Pretos de comunidades tradicionais vizinhas — quilombolas, ribeirinhos — atravessam conflitos de sobreposição que o Estado resolve mal. A solidariedade possível e a briga real existem. A história pública não as dissolve numa aliança automática. Tampouco as usa para negar o 231.

Invasão, garimpo e o presente

Terras homologadas são invadidas. Terras não homologadas são lotidas. Garimpo, madeira e gado não esperam o Diário Oficial. Epidemias e fome em terras sob pressão — casos que a imprensa e o Ministério Público têm documentado em séries recentes — mostram que demarcação no papel pode coexistir com abandono. Números de vítimas variam conforme inquérito e recorte; a ordem é a da emergência, não a do acaso.

Jovens indígenas universitários, alguns cotistas, voltam à terra com o código e com a câmera. A luta deixou de ser só a do sertanista.

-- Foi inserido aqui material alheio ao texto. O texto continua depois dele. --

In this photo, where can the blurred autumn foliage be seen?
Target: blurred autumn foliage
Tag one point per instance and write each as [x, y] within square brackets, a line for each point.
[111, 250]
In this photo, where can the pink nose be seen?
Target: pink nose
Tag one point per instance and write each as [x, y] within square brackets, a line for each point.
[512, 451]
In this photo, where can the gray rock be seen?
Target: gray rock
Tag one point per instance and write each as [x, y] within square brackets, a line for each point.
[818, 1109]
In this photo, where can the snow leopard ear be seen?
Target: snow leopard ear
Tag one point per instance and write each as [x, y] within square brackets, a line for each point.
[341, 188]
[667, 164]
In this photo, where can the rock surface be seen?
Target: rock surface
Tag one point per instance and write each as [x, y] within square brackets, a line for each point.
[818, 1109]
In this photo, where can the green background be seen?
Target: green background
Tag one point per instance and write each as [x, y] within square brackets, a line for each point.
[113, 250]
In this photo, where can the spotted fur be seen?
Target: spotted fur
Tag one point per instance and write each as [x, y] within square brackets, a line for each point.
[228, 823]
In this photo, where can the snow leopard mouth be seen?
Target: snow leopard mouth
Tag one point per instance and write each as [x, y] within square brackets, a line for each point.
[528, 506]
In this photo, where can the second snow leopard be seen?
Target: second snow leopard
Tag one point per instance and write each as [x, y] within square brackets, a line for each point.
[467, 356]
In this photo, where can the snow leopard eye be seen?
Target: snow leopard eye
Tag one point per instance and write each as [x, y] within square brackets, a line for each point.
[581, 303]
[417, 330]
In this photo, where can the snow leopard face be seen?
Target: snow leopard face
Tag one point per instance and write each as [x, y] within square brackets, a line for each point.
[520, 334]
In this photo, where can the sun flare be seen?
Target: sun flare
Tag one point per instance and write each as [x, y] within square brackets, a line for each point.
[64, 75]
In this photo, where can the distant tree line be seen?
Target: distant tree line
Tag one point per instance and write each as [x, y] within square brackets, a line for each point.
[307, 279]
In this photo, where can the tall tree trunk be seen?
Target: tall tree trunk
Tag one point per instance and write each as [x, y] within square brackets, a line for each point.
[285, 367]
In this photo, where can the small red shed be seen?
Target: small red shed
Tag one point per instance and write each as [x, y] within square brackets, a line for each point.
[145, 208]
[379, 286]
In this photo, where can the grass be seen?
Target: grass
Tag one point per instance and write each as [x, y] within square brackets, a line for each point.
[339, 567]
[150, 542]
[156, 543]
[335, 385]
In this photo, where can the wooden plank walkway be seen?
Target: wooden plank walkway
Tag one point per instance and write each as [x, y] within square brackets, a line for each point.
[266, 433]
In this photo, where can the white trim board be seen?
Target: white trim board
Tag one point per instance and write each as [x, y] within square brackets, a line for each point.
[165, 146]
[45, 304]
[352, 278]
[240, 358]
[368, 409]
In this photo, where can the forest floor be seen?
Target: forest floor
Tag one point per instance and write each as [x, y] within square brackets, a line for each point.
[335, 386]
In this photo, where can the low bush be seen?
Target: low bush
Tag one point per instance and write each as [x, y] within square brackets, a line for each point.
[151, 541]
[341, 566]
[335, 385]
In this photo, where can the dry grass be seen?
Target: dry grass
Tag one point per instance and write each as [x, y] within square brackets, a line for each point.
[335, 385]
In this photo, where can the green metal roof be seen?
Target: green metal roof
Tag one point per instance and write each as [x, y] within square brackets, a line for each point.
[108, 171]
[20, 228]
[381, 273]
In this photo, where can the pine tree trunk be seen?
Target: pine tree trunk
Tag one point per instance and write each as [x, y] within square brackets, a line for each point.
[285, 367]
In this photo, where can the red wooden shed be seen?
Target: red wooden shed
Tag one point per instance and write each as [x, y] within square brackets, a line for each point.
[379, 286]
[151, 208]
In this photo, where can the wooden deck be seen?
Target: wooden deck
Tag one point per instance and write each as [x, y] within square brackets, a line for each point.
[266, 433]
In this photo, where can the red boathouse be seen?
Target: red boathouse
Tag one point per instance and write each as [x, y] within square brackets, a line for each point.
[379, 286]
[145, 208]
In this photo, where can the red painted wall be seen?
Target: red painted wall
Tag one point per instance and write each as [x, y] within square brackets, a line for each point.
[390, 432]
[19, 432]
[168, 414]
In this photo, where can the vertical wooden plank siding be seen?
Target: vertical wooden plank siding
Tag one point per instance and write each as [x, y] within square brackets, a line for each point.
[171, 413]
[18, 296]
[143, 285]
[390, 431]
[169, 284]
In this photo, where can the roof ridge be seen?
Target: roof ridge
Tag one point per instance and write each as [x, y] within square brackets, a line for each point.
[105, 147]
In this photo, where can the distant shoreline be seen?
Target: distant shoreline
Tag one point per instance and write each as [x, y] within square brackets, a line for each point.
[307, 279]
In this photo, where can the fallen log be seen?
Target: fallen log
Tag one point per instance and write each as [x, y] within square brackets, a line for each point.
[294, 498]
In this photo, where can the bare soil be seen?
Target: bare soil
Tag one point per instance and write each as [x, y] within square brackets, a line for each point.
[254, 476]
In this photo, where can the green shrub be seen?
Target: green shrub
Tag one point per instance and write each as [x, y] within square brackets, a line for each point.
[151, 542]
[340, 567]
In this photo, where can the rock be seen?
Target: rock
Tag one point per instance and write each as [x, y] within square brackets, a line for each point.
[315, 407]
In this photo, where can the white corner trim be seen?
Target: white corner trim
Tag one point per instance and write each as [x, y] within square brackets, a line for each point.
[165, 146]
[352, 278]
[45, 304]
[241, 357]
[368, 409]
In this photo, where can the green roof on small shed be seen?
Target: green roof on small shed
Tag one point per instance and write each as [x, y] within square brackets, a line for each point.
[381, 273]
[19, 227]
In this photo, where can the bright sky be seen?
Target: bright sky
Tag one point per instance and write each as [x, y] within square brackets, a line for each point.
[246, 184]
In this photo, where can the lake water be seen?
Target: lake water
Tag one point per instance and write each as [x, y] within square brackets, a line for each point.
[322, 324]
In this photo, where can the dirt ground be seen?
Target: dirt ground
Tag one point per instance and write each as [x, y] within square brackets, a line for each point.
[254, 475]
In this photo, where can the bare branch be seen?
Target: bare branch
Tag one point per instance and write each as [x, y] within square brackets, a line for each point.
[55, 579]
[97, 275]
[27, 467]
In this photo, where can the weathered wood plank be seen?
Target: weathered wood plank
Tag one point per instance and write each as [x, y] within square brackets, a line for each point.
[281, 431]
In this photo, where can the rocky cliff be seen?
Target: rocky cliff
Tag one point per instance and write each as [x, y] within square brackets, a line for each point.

É também a da live, da ação no STF e da articulação internacional. Isso não a torna menos chão. O chão continua a decidir quem come.

Há quem veja na demarcação um “país parado”. Há quem veja nela o mínimo civilizatório. A Constituição escolheu o mínimo. O mercado escolhe, todos os dias, o contrário. Entre os dois, a Funai enfraquecida e o ISA a contar o mapa.

Luta viva, não capítulo morto

A linha do tempo começa antes de 1500 e não pode terminar em 1988 com um artigo. Demarcar é o verbo no gerúndio. Cada homologação é um fato. Cada tese restritiva é outro. Cada retomada, um terceiro. Sem os povos — mulheres, jovens, velhos, trabalhadores da roça de toco — o 231 é prosa jurídica. Com eles, é política.

O Arquivo Nacional guarda o SPI. O STF guarda os acórdãos. O ISA guarda o mapa que o governo às vezes tira do ar. A aldeia guarda o corpo. Essa divisão de arquivos explica por que a luta não cabe numa data. Cabe nesta ficha como continuação da escravização indígena, da lei de 1850 e da Constituição cidadã — e como aviso de que o Brasil contemporâneo ainda discute, no Supremo e na bala, se o chão antigo é terra ou é devoluta.

Causas

Texto de 1988, mobilização indígena e a fronteira agropecuária.

Consequências

Terras homologadas e terras sob ataque; a questão no centro da política ambiental.

Importância histórica

Continuação contemporânea da história que esta linha do tempo começa antes de 1500.